Hana lo afferrò al volo,
senza farsi vedere dal professore. “Riempirlo
di botte, mi sembra ovvio!”.
“Hime non te lo perdonerebbe, lo sai”.
“Lo farei sembrare un incidente. Magari posso pagare la Volpe per
metterlo sotto con la bicicletta. Immagino sarebbe felice di farmi almeno
questo favore”.
“A proposito di Rukawa, dici che ora si farà avanti?”.
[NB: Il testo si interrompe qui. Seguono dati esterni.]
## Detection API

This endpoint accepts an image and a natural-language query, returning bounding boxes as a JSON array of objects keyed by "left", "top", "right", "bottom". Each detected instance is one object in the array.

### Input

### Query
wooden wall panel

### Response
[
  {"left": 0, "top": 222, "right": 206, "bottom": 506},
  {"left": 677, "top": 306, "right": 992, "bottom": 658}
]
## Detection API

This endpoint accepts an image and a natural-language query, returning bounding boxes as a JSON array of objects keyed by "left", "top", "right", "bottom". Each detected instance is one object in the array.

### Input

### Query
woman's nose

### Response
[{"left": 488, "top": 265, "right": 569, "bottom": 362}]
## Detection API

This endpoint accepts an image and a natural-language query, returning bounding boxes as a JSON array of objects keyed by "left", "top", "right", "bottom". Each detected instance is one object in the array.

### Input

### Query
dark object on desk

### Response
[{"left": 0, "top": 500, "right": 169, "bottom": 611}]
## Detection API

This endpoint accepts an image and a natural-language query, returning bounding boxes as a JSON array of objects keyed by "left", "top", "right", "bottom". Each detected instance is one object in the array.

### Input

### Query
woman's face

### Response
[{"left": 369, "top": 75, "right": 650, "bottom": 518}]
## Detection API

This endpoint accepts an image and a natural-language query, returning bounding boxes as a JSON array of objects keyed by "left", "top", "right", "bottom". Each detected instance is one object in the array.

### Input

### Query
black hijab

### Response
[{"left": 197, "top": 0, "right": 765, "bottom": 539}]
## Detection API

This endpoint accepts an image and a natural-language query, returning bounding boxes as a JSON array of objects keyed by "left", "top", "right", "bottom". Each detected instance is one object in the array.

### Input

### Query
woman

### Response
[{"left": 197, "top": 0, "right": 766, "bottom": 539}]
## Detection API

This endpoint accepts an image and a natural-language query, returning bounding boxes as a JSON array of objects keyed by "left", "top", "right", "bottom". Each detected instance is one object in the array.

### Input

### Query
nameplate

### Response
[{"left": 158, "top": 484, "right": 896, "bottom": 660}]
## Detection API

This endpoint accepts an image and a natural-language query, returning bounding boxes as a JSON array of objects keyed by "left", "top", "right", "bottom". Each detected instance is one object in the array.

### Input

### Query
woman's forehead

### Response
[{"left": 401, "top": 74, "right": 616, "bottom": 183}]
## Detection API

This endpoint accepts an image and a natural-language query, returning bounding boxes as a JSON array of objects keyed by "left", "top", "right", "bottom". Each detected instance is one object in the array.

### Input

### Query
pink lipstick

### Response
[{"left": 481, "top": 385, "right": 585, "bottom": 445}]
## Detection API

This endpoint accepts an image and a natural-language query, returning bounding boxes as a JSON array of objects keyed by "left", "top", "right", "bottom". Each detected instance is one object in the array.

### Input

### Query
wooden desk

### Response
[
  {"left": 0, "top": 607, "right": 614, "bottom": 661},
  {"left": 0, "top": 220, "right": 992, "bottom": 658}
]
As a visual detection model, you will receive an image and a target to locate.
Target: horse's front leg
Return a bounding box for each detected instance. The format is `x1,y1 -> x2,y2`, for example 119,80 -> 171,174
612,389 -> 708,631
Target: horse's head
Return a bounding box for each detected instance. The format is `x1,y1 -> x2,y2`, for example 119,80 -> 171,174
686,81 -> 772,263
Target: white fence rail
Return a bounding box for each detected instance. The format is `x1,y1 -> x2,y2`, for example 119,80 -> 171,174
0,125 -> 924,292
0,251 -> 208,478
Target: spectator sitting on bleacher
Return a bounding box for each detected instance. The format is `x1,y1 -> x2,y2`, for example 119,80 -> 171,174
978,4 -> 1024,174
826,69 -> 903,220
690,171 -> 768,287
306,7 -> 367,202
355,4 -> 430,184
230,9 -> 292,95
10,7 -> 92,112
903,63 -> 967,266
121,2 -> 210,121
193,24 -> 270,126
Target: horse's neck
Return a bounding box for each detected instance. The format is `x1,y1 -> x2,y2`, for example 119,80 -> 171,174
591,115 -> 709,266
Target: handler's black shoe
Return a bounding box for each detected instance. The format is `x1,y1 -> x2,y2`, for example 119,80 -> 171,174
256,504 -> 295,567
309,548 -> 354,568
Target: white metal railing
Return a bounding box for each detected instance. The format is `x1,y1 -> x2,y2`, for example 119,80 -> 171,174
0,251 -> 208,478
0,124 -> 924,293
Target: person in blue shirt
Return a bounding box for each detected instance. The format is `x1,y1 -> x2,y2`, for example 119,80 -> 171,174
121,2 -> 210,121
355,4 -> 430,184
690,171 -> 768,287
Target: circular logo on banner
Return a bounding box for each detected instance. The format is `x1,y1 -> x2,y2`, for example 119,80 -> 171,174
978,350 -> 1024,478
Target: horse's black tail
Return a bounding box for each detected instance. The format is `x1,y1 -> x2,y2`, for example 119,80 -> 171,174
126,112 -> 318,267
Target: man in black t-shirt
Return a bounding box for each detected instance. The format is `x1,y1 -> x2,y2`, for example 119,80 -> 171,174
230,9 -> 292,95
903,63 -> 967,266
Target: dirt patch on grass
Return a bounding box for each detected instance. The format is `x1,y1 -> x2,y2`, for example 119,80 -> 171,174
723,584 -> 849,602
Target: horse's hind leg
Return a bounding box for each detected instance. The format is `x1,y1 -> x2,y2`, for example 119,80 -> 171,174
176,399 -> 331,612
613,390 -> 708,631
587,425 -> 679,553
“Gli stacco la testa a morsi se solo osa farlo! La mia Hicchan non si
tocca per almeno altri dieci anni!”.
Yoehi si passò una mano
in viso, per soffocare una risata. Sarebbe stata dura, molto dura per Hime e
qualsiasi altro pretendente combinare qualcosa, con quel demente di fratello
possessivo!
Purtroppo Yoshikai aveva
notato l’andazzo nei banchi in fondo all’aula e stava per sbraitare loro di
andare in corridoio, se non fossero stati graziati dal soave suono della
campanella. Okusu ebbe persino l’ardore di sorridere e salutare con una mano
l’insegnante, che ribolliva di rabbia e se ne andava in sala professori
borbottando come una teiera e promettendo tremenda vendetta.
L’Armata tirò un sospiro
di sollievo e spostò come di consueto i banchi con un gran fracasso, per
mangiare tutti insieme. Il tempo di pranzare all’aperto era ormai un ricordo.
Hanamichi scoccò
un’occhiata alla sorella, che aveva tolto fuori il suo bento ma lo guardava con
indecisione. La vide scuotere il capo e pizzicare un po’ di riso con le
bacchette.
«Programmi per il dopo
allenamenti?», domandò Mito, dopo aver ingoiato.
«Capatina al Bar America,
direi», annuì Takamiya. «Ho proprio voglia di un paio di crepes al cioccolato».
«E ti pareva».
«Hicchan, ti va?»,
domandò timidamente il rossino, forse temendo la risposta. «O preferisci pachinko? O... o una partitella tu e io?».
Lei fece cenno di
diniego. «Ci sono le prove per il concerto e devo organizzare alcune cose con
la zia di Sana. E poi devo studiare, ho trascurato fin troppo ultimamente».
«Tu che trascuri lo
studio è credibile come Hanamichi fidanzato con la sorella del Gorilla ahaha– ahia! Eddai, scherzavo!», aggiunse Noma,
accarezzandosi la fronte arrossata dalla testata di Sakuragi. «Come sei
permaloso».
Hime abbozzò un sorriso,
che però non durò molto. «Hana, finisci tu il mio bento? Non ho molta fame».
«Hicchan, non hai quasi
mangiato. E non hai fatto neanche colazione! Non ti fa bene!», esclamò il
fratello, tremendamente preoccupato. Dannato quel Kiyota e il giorno che
l’avevano incontrato!
«Posso finirlo io, se
Hanamichi non vuole!», si propose il solito Takamiya, che non poté non ricevere
anch’esso una colossale testata per la sua totale mancanza di cervello.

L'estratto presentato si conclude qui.